To engage the full legacy of American song on this level requires a master craftsman, as adept at reimagining field hollers as at channeling the better instincts of Tin Pan Alley’s elite. To succeed as Newbury does here requires a multifaceted Everyman, as comfortable with the cadences of the barroom as with those of the country church and the upscale concert hall.
Three songs are familiar from earlier recordings: “Song Of Sorrow”, “Remember The Good” and “Goodnight”. Here, they serve admirably to reinforce the album’s twin threads of memory and dream. Two more, “Shuck And Jive” and “Down And Dirty”, seem to be mood lighteners, exercises in riding the groove.
The rest of the collection is freshly minted, prime Newbury. “Little Blue Robin” is a lovely, unsentimental avian fairy tale, complete with whistling warble to honor the feathered originators of song. “Help Me Son” is a fascinatingly allusive (and illusive) dramatic plea that demands and rewards careful scrutiny, with its Moebius strip narrative.

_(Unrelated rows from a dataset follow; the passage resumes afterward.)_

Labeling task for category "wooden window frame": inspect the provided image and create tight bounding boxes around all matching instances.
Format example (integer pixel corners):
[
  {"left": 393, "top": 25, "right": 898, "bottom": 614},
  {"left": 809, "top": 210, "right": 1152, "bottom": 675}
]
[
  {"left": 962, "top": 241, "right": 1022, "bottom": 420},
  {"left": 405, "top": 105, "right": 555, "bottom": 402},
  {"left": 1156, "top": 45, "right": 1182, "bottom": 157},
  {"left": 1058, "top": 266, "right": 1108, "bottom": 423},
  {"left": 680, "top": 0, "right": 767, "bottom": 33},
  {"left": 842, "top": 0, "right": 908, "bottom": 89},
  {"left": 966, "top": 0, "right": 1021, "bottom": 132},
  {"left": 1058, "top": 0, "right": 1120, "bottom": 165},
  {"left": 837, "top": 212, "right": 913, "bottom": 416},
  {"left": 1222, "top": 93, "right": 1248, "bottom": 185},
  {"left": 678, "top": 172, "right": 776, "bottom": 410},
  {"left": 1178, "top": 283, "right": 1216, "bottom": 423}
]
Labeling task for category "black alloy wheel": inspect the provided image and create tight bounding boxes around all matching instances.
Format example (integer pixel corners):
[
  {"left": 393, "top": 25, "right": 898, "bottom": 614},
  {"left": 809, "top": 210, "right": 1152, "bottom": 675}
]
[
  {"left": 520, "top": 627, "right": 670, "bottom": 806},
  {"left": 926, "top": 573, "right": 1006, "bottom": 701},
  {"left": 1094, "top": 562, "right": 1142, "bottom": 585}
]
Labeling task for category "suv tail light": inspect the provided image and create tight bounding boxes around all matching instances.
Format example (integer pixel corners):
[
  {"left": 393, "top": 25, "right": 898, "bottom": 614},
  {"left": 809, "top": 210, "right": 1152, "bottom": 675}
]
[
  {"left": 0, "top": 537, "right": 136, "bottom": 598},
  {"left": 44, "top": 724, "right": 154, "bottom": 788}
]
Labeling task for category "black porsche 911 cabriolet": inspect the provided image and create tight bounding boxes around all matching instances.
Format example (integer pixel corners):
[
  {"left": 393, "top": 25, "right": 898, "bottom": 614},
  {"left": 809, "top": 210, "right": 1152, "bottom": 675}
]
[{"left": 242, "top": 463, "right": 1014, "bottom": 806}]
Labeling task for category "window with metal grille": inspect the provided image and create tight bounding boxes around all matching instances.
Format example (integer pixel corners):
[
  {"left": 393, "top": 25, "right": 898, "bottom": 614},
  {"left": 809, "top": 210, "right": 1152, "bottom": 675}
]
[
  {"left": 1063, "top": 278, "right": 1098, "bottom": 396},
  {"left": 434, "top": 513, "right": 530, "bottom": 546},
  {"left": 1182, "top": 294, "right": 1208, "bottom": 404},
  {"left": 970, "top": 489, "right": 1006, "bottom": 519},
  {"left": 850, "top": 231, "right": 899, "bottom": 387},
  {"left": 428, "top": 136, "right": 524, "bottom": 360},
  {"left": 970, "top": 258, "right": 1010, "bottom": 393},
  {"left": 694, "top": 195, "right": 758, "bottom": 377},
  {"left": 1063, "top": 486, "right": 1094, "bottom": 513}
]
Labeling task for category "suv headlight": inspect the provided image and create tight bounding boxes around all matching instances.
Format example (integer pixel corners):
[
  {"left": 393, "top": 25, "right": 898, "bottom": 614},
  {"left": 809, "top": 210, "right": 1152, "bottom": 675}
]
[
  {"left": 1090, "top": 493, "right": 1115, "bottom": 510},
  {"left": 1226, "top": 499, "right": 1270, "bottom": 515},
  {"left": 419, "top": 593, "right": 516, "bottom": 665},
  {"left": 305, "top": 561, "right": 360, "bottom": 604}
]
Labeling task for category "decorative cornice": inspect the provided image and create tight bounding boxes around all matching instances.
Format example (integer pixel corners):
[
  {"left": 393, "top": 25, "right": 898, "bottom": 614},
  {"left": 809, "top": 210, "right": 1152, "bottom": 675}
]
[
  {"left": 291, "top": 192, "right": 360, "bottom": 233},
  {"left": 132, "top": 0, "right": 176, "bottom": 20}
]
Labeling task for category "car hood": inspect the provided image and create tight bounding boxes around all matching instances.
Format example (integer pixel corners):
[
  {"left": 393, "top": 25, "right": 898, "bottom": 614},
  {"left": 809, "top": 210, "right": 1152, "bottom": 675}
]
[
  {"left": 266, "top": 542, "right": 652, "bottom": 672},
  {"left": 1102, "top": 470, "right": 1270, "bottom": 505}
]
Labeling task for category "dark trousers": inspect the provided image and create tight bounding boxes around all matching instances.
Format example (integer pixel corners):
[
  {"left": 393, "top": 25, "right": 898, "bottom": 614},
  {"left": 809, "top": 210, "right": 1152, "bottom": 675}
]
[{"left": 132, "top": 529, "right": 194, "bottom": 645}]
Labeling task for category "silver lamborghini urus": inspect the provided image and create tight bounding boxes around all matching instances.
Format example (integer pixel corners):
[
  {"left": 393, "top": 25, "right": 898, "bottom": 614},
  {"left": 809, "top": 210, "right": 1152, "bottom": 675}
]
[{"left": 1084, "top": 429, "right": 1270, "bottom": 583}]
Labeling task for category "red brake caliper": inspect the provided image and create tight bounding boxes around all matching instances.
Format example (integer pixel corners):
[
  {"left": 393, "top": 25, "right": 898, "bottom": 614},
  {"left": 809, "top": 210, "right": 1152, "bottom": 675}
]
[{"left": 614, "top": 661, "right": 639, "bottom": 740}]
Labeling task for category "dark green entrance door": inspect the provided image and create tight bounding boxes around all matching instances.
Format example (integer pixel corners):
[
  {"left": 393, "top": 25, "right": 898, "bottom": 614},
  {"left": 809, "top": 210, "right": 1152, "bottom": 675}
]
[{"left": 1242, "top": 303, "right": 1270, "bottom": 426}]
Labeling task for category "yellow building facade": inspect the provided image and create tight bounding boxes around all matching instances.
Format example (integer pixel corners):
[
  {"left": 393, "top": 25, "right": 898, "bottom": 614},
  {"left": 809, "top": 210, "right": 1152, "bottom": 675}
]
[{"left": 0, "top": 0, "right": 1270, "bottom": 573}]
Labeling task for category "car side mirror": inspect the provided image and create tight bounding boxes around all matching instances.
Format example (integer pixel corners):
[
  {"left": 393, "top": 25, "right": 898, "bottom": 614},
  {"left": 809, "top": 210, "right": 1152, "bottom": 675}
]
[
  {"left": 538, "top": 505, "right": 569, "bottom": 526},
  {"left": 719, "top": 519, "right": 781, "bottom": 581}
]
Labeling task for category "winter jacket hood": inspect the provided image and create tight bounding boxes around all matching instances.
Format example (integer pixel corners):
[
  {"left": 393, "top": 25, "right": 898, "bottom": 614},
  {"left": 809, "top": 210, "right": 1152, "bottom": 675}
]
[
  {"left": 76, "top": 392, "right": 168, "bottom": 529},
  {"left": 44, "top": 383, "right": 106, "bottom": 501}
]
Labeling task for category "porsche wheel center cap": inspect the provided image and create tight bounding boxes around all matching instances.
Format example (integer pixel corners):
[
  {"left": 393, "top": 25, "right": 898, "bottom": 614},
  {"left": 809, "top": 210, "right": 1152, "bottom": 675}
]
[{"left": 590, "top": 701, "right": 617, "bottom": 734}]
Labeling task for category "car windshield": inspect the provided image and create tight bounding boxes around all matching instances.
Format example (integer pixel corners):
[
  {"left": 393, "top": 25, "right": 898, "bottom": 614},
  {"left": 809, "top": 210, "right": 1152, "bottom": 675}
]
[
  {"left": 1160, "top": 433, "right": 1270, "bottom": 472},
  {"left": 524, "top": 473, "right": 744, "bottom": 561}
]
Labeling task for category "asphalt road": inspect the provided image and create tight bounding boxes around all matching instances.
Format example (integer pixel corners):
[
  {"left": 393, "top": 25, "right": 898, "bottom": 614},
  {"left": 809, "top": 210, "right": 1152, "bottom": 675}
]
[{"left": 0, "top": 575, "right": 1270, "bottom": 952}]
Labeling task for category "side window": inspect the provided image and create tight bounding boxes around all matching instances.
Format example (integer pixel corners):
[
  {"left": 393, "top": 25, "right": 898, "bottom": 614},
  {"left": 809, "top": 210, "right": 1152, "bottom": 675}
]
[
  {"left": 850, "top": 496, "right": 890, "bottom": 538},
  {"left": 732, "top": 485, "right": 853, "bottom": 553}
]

“All The Neon Lights Are Blue” is one last burst of light near journey’s end. Newbury brings all his interpretive powers to bear on this song of the road, the dream, and the revelation at their twin cores. There’s power and release in this vocal, conjuring once again that sense of passionate serenity which shaped so much of his work.
As with many Newbury recordings, this one is rich in atmospherics, from the signature rain and train-track clatter to the singer’s back-porch fade on the hidden track. We’re given a world as real and vital as our next breath. The arrangements further this sense of a tangible, rich and varied place, from the roadhouse grit of “House Of Blues”, through the parlor music delicacy and grace of “Remember The Good” and “Goodnight”, to the gospel chorus dignity of “Brother Peter”.
It is unclear whether the hidden track — Stephen Foster’s “Beautiful Dreamer” for strings and piano — was Newbury’s selection or a poignant tip-of-the-hat from grateful colleagues. Certainly Newbury greatly admired his 19th-century predecessor, and Foster’s title is a most fitting handle for his fellow lodger in the Tower Of Song. May dreams such as theirs live forever.